80% du chiffre d’affaire de Guy Degrenne passe désormais par le digital

Guy Degrenne n’a rien d’un pure player. « La marque Guy Degrenne est ancrée dans une profession qui n’est absolument pas digitale. Il n’y a en effet rien de numérique dans l’art de la table », nous déclarait d’ailleurs Thierry Villotte, président du directoire de l’entreprise.

« Et pourtant, le consommateur est en appétit là-dessus, dans son parcours client et même sur des produits qui pourraient être connectés un jour », précisait-il. En conséquence, un important travail de digitalisation de l’entreprise a été menée, de la gestion des stocks au parcours d’achat en ligne et en boutique.

Aujourd’hui, si 80% du CA de Guy Degrenne passe par le digital (commande en ligne et retrait en magasin par exemple), 13% des ventes aux particuliers s’effectuent de bout en bout via le seul site d’e-commerce.

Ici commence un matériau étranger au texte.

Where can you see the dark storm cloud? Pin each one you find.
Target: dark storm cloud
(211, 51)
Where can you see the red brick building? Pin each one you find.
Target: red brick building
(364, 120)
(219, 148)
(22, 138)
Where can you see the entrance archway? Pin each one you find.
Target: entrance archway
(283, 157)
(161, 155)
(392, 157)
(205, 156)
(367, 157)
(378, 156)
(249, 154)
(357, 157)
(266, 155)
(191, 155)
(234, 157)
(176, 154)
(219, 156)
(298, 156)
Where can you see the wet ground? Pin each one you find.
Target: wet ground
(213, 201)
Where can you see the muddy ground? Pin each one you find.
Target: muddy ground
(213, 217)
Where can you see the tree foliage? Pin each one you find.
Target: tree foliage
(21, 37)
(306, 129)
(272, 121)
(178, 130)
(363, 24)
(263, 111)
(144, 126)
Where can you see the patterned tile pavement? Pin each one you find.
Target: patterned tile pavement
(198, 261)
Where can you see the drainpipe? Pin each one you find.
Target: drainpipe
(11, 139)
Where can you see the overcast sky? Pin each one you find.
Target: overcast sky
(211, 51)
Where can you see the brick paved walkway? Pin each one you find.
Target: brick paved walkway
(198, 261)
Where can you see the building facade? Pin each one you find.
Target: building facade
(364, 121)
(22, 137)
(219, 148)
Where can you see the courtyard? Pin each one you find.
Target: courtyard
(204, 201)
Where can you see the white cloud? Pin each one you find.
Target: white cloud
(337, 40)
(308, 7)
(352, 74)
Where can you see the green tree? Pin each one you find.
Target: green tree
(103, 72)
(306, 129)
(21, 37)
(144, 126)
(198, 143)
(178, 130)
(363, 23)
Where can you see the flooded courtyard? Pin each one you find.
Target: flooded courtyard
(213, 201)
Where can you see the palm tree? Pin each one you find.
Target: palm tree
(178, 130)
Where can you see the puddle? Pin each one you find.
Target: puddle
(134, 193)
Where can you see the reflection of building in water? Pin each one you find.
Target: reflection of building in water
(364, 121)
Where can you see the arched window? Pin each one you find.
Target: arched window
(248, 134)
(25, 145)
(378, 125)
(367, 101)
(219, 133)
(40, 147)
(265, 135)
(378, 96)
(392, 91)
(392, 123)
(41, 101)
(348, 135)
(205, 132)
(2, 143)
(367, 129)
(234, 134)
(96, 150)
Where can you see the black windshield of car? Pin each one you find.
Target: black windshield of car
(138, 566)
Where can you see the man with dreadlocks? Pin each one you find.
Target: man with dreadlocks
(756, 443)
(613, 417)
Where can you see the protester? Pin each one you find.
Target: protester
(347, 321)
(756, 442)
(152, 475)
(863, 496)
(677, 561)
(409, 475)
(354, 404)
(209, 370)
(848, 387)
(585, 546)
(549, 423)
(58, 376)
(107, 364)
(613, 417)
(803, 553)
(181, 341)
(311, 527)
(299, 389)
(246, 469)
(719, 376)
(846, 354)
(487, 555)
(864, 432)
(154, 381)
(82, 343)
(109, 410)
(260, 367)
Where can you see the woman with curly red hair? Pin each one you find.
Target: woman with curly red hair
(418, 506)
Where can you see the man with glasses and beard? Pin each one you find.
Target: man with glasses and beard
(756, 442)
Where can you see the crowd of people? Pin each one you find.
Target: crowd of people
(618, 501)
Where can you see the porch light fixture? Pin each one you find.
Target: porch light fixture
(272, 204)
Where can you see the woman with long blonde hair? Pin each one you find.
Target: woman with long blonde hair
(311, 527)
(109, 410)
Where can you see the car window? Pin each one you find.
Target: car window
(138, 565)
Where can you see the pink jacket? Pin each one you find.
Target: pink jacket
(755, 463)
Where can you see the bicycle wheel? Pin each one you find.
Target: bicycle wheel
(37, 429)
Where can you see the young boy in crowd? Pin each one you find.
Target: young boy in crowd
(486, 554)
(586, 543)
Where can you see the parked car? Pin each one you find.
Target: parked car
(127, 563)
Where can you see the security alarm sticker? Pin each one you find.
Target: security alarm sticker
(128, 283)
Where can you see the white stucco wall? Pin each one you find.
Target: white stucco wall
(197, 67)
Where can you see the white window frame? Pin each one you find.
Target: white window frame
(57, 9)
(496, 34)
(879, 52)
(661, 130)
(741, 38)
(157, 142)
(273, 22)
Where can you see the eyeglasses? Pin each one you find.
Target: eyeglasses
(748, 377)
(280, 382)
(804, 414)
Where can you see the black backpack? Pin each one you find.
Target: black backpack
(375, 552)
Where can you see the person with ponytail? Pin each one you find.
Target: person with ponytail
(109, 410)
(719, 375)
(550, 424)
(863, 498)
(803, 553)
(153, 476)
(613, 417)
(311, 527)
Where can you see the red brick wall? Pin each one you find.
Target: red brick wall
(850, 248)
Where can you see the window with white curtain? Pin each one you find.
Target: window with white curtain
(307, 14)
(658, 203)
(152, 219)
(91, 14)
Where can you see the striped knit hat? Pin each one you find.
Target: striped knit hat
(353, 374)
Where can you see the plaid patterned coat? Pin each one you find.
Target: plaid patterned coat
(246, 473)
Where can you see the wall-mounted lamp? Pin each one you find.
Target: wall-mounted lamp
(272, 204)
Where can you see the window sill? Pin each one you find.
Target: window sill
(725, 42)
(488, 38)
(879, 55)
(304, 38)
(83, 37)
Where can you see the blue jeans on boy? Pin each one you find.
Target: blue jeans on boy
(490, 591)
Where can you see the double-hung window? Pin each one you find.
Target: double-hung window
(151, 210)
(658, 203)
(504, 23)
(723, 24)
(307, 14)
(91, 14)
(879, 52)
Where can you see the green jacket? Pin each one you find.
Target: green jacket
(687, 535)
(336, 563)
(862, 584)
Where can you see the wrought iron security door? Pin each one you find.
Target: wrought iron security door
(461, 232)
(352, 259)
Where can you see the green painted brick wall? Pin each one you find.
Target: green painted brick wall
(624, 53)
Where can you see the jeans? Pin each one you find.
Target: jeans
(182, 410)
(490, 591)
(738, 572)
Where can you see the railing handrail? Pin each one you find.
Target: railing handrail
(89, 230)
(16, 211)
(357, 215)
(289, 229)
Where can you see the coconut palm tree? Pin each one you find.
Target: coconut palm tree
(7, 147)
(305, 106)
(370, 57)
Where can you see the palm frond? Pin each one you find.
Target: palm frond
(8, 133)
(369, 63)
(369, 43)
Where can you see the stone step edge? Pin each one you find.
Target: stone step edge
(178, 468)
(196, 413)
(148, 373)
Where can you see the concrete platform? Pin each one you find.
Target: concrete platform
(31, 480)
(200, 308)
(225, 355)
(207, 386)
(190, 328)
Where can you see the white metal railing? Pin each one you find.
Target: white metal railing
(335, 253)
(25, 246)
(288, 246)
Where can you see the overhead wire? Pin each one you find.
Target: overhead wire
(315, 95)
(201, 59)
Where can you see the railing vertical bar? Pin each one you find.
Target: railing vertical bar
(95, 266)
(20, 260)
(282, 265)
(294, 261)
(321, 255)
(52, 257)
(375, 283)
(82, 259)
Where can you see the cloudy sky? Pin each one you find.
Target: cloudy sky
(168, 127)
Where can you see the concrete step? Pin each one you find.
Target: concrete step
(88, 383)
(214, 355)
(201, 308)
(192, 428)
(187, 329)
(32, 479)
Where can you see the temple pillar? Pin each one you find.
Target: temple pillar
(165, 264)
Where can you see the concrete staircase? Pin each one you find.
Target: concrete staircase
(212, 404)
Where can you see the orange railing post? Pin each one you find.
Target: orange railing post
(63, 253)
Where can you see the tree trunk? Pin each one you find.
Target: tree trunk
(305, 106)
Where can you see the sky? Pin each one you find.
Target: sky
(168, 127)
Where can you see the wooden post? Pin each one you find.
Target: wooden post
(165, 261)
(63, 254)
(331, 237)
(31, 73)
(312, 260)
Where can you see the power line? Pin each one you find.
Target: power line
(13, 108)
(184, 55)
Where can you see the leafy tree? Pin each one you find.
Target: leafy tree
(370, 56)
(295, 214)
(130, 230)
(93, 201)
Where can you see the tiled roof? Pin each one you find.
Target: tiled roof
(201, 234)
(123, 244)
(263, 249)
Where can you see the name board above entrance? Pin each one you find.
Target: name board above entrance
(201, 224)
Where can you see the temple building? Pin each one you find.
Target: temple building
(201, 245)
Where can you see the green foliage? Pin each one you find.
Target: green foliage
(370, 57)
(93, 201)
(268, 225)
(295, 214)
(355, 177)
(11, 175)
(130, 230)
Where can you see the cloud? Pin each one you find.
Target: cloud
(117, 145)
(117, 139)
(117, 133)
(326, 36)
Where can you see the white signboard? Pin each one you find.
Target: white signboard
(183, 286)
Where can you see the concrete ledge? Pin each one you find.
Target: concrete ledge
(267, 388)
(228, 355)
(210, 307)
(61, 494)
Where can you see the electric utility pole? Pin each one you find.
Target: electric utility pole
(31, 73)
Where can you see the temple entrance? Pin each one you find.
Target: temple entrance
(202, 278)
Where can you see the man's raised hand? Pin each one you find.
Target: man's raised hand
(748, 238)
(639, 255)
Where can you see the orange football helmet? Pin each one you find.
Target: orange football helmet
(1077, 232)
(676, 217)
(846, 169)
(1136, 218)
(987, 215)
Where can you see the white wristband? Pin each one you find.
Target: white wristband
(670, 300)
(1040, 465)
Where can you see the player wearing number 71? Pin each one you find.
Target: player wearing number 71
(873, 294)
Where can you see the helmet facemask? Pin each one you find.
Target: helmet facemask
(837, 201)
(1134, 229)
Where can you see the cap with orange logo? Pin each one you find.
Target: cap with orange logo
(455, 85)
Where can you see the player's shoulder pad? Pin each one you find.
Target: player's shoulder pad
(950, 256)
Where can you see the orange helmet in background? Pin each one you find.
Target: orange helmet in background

43% des Français utilisent les moteurs de recherche pour effectuer leur shopping en ligne

Ils sont près de la moitié à faire appel à un ou plusieurs moteurs de recherche pour effectuer des achats en ligne, selon une étude Bing Ads. Dans ce contexte, la présence de visuels s’y avère particulièrement importante, en particulier pour l’achat de vêtements (34%) et l’électroménager (30%). Deux raisons à cet intérêt : gagner du temps en ayant une image du produit avant d’aller sur le site de vente en ligne (38%) et pouvoir plus simplement faire du « lèche-vitrine » virtuel avant de se décider.

52% des Français avouent pratiquer le showrooming

La pratique du showrooming, que l’on pourrait traduire par « furetage en magasin », consiste pour le client à se rendre dans un magasin physique afin de pouvoir juger sur pièce d’un produit qu’il a l’intention d’acheter moins cher en ligne, grâce à l’utilisation d’un comparateur de prix. Un « furetage » que 52% des Français déclarent pratiquer.

Le showrooming est particulièrement prisé des millenials : 68% des 18-24 ans estiment qu’il est une étape importante dans leur décision d’achat. 9% reconnaissent même avoir commandé en ligne sur un site concurrent du magasin brick-and-mortar qu’ils ont visité… sans avoir encore quitté celui-ci.

Le showrooming consiste, pour le client, à se rendre dans un magasin physique afin de pouvoir juger sur pièce un produit qu'il compte acheter moins cher en ligne.


Elizabeth Hudy via Flickr CC BY 2.0

78% des vendeurs qui utilisent les plateformes de réseaux sociaux s’en sortent mieux que ceux qui ne le font pas

Utiliser ou ne pas utiliser les réseaux sociaux ? Pour Forbes, 78% des vendeurs qui les utilisent sont plus performants que ceux qui ont décidé de s’en passer. Un pourcentage qui traduit la nouvelle prééminence des réseaux sociaux dans les processus commerciaux. Dans la droit lignée du phoning, Facebook, Twitter et LinkedIn sont désormais les points de contact privilégiés des retailers, en particulier dans le B2B.

Car désormais, il est en effet possible d’« identifier ses clients en amont, et trouver non plus un mais plusieurs points de contact avec une même entreprise par le biais des réseaux sociaux », indique Sébastien Petit, Social Media Lead de Microsoft France.

Seulement 11% des acheteurs sont sensibles aux livraisons ultra-rapides

Être livré moins de 4 heures après son achat ? C’est l’une des promesses de nombreux services de vente en ligne, qui en font un élément différenciant dans un environnement compétitif. Un service considéré comme « important » par seulement 11% des acheteurs. Les plus courantes livraisons « express » (en 24 ou 48h), ou « standard » (dans la semaine) sont privilégiés : la livraison en 48h est estimée importante par 37% de consommateurs, contre 19% pour les livraisons standard.